After receiving a master's degree in social work, I became director of a private adoption agency. Working with the adoption community, I recognized how much the adoption process needed reform. I saw how complex the adoption process is, its weaknesses and room for improvement. I saw many doing great work; I also saw many abusing the system. I saw the inordinate burden placed on parents, and the unnecessary delays, inconsistent standards, and frequent failure to meet the needs of both parents and children. As I tried to alleviate the burdens, I grew frustrated. Buoyed by his Spirit, I envisioned a way to decrease the inefficiencies and to make adoption the most viable, humane, cost-effective, and prevalent choice for mothers with unwanted pregnancies.

In the spring of 2011, after months of preparation, I launched Adoption-Share, an independent and highly complex website meant to connect and link together all qualified parties involved in the process: birth parents, adoptive parents, and licensed private adoption entities, such as agencies and attorneys. The site functions much the same as Facebook, but is restricted to those interested in adopting.

Simply put, Adoption-Share is a connector. It allows women who are considering adoption for their children—born but mostly unborn—to communicate with both those seeking to adopt and with licensed adoption agencies. For expectant mothers who are abortion-minded or perhaps resistant to adoption due to preconceptions of what it entails, Adoption-Share is an innovative, confidential, and non-intrusive way for her to explore this option and connect with a licensed agency in her state.

As I began to champion adoption, seeking support from both those who share my same views on life and those who do not, I soon found that when it comes to "options counseling" in the United States, we are not having a complete conversation.

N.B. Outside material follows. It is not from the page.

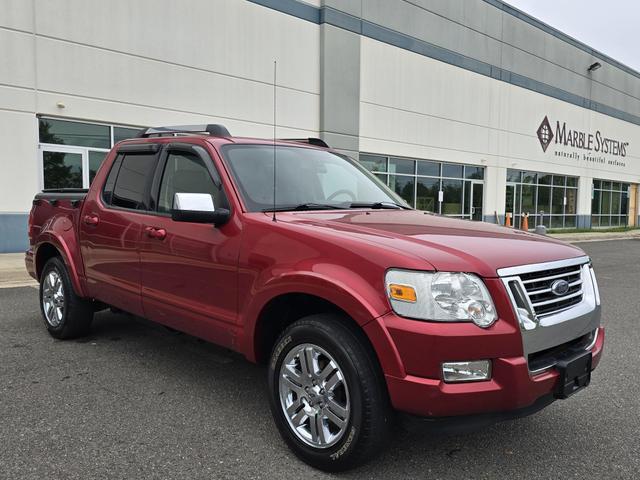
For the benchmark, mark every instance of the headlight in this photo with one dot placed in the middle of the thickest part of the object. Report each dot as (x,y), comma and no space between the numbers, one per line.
(441,297)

When a woman is confronted with an unwanted pregnancy, most will think in terms of only two options: parenting, or abortion. With an estimated 3,300 abortions occurring daily, and only about 50 private adoption placements taking place in this same time frame within the United States, it is time we begin to see adoption as a viable, systemic, and bipartisan solution to abortion.

As someone who is passionate about life, it is easy for me to point out the plank in my pro-choice brother's eye, noting that if one purports to present all reproductive options to women with unintended pregnancies, then all three choices should be presented, not just abortion, when the pregnancy is unwanted.

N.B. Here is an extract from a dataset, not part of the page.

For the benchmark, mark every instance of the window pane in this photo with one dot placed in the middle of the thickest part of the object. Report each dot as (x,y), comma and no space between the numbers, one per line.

It is much more difficult to see the plank in my own eye when I look at myself and those who share my views. But I see that we are not much better when we are only focused on being against abortion. There was a time in my life that I could not see beyond the big red flag of Roe v. Wade. I marched in pro-life rallies and voted for pro-life candidates thinking this was enough. To be sure, this work is important. But are we really for life if unwilling to help bring unwanted pregnancies to term for women who do not want to parent? Could we make Roe v. Wade obsolete by raising adoption awareness? I think so.

In 2 Corinthians 1:20, Paul writes, "For all of God's promises have been fulfilled in Christ with a resounding 'Yes!' And through Christ, our 'Amen' (which means 'Yes') ascends to God for his glory" (NLT). Jesus told us that he came that in him we would have "life abundantly." That's Christ's promise. But it won't be fulfilled by merely posturing ourselves against abortion. The body of Christ must have an important role in being for life by promoting and teaching others about adoption. Without it, we're doing an injustice to mothers and, ultimately in some cases, to their children, who risk birth into homes of neglect, resentment, and abuse.

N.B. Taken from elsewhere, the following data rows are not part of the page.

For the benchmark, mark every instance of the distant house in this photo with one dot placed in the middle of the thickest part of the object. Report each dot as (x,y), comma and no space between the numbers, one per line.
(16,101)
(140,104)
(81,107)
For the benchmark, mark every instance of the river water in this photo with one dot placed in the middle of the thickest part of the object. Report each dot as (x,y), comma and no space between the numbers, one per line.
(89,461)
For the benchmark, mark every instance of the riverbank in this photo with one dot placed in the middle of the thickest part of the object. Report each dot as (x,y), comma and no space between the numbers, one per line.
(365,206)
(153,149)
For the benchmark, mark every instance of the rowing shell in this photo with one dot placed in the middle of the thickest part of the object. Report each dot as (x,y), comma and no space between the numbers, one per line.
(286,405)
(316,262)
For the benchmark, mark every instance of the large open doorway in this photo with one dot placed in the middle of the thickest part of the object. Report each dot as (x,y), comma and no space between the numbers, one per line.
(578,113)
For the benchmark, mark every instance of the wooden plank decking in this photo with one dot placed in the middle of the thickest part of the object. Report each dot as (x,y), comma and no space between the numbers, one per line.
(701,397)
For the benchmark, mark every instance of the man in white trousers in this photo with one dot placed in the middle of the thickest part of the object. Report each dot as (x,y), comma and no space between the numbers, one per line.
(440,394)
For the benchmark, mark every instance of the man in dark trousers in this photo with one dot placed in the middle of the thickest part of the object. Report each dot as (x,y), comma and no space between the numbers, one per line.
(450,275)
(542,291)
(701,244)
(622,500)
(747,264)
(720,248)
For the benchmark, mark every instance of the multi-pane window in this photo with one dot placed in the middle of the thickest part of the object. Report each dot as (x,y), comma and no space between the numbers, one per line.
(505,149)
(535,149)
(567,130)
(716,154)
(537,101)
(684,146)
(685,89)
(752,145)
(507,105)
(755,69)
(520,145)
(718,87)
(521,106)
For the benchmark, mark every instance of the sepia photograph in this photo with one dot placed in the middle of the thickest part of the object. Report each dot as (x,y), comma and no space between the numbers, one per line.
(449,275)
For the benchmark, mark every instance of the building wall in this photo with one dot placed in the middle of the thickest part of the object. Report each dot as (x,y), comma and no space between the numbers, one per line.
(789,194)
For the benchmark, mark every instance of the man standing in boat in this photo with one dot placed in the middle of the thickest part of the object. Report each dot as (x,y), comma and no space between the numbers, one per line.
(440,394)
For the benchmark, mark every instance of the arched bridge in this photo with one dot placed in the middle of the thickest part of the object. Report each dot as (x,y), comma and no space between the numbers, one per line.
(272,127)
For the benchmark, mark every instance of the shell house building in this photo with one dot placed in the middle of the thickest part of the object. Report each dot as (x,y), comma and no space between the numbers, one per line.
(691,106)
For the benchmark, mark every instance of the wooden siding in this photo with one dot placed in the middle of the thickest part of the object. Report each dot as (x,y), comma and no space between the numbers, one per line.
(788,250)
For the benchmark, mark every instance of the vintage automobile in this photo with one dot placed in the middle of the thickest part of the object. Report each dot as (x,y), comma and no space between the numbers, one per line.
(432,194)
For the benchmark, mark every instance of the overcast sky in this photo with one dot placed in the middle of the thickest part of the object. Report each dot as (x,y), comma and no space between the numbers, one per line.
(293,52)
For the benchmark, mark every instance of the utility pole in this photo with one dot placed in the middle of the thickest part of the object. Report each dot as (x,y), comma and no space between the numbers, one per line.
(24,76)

It's so rewarding to know the many children who have been born; the many birth mothers who are living in peace today; and the many couples who have become parents. I will continue to work on breaking down the obstacles, strongholds. and idols associated with adoption. In all honesty, is there really any other viable option available to parents who for whatever reasons cannot parent their children? Adoption can be the 'Yes!' witness of Christ as the One who made and loves us all.

Almost a quarter-century later, I share a special bond with my father. I now know the tension he felt, distrusted by those in his party who rejected his pro-life stance, and mocked by fellow believers who judged his faith as inauthentic because of his party affiliation. What a difference could be made if we who believe Jesus would dwell on whatever is good, whatever is pure, and whatever is worthy of praise. How much greater would be our "Amen!" that ascends to God for his glory.